That merely reflects, I guess, the well-known obsession of the public with medical news, and the consequent biases of news desks. But it does make one wonder about the utility of a measure in which (for example) the papers on the detection of a neutron-star merger by both gravitational-wave and astronomical observatories — which were widely covered and which, in the view of some, mark the birth of a new kind of astronomy — don’t even register.
That is certainly a secondary effect of Twitter and news coverage driving most of the results. In addition to journalists preferring to cover health and medical stories, I’m sure those get more play on Twitter, as well. They have health, policy, personal, and financial implications, making them great fodder for social media. Neutron stars don’t hit those notes.
The gravitational wave detection paper did make it in last year, although last year the results were also heavily biased towards medical stories. As Kent says, this is mostly driven by the non-specialist news media. Gravitational wave detection was a big breakthrough last year, but now they’ve lost interest.
Very nice piece, Kent. I would add a related point. It is one thing to measure ALL impacts, as Altmetric attempts to do (and more power to them for that), quite another to measure the impact on researchers. For researchers the meaningful metric is citations (not JIF, but citations), as citations identify when one person’s work builds on another If Twitter, etc. (and I love Twitter) picks up a reference, it may increase awareness. For a researcher, that’s great, but the crucial test is when the researcher then reads the article and decides to cite it. No citation, limited value. Citations, in other words, are a special test, which Altmetrics does not fully acknowledge. Nothing wrong with the other influences an article might have, but when the question is the value for researchers, the citation reigns. Altmetrics should continue to do what it does, but its success does not make traditional metrics any less valuable for the purpose for which they were designed.
I like your way of separating the questions of importance for the researcher and importance for other people, these are two very different thing. I think that Altmetric is of interest to inform yourself of what kind of research has been most discussed during the year, i.e. Biomedicine and very little else. From the point of view of a researcher it is rather pointless and as a tool for evaluating said researcher it offers absolutely nothing. It’s just a sort of answer to the question “What’s the buzz?”. It is of course fun to be included in an answer to that question (well… usually anyway, did they say if PubPeer discussions add a positive or negative numbers to the score?), which I guess is why people care.

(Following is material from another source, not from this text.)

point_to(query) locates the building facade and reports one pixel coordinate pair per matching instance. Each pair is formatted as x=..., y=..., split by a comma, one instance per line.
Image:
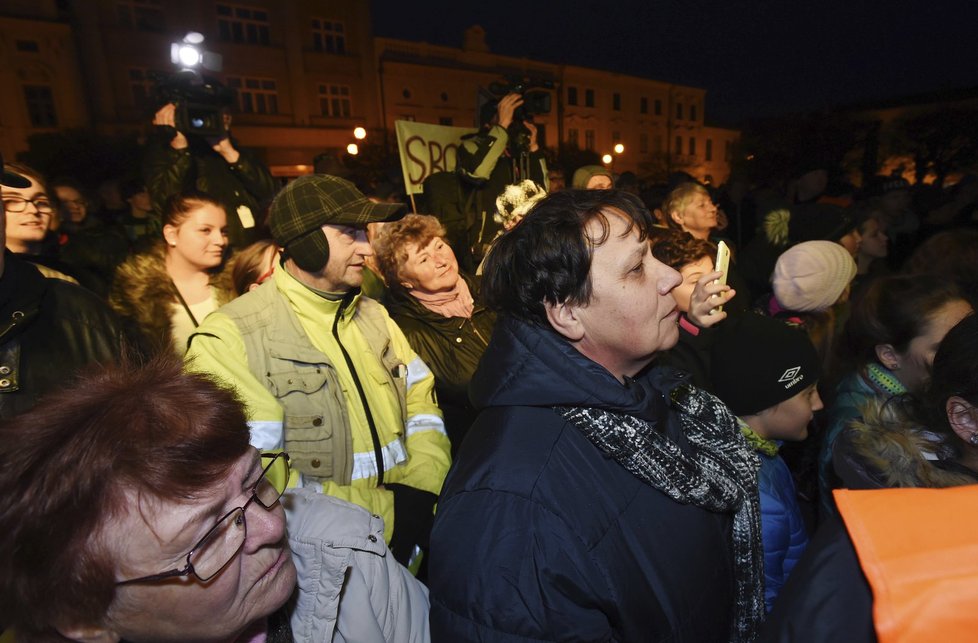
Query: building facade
x=308, y=72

It could of course be that a high score might give you something to put in the ‘societal relevance’ section of your next application (I would certainly use a high score in that way), but it isn’t really a very sensible measure of that either since coverage is mostly a function of how hard a small number of people arbitrarily decide to ram your story into the media machinery.
To your point about the growth / impact of Facebook, it’s also worth noting that Altmetric is only able to track posts on *public* Facebook pages (rather than on people’s personal profiles). Our data at Kudos suggests people are much more likely to post on personal Facebook pages than on public ones; Facebook is the most common sharing channel that researchers are using Kudos to track, yet articles showing substantial Facebook activity in Kudos (author posts, reader click throughs) still have a low or non-existent Facebook contribution to their Altmetric score. I love altmetrics / Altmetric and more power to them, as Joe says, but they can basically only track what is publicly available to them. Kudos data shows that authors are most likely to share (and most likely to drive readership / citations of their work) via email, Facebook, LinkedIn or scholarly collaboration networks – none of which activity can be tracked by Altmetric – so as ever the important thing is to be clear what question you’re trying to answer, and use the appropriate data / metrics / services.
This is something I was thinking about as well. If Twitter has only 300+ million users, and Facebook has more than 2 billion users, why would a Facebook mention be worth less than a Twitter mention? Doesn’t the latter have the potential to reach a vastly wider audience?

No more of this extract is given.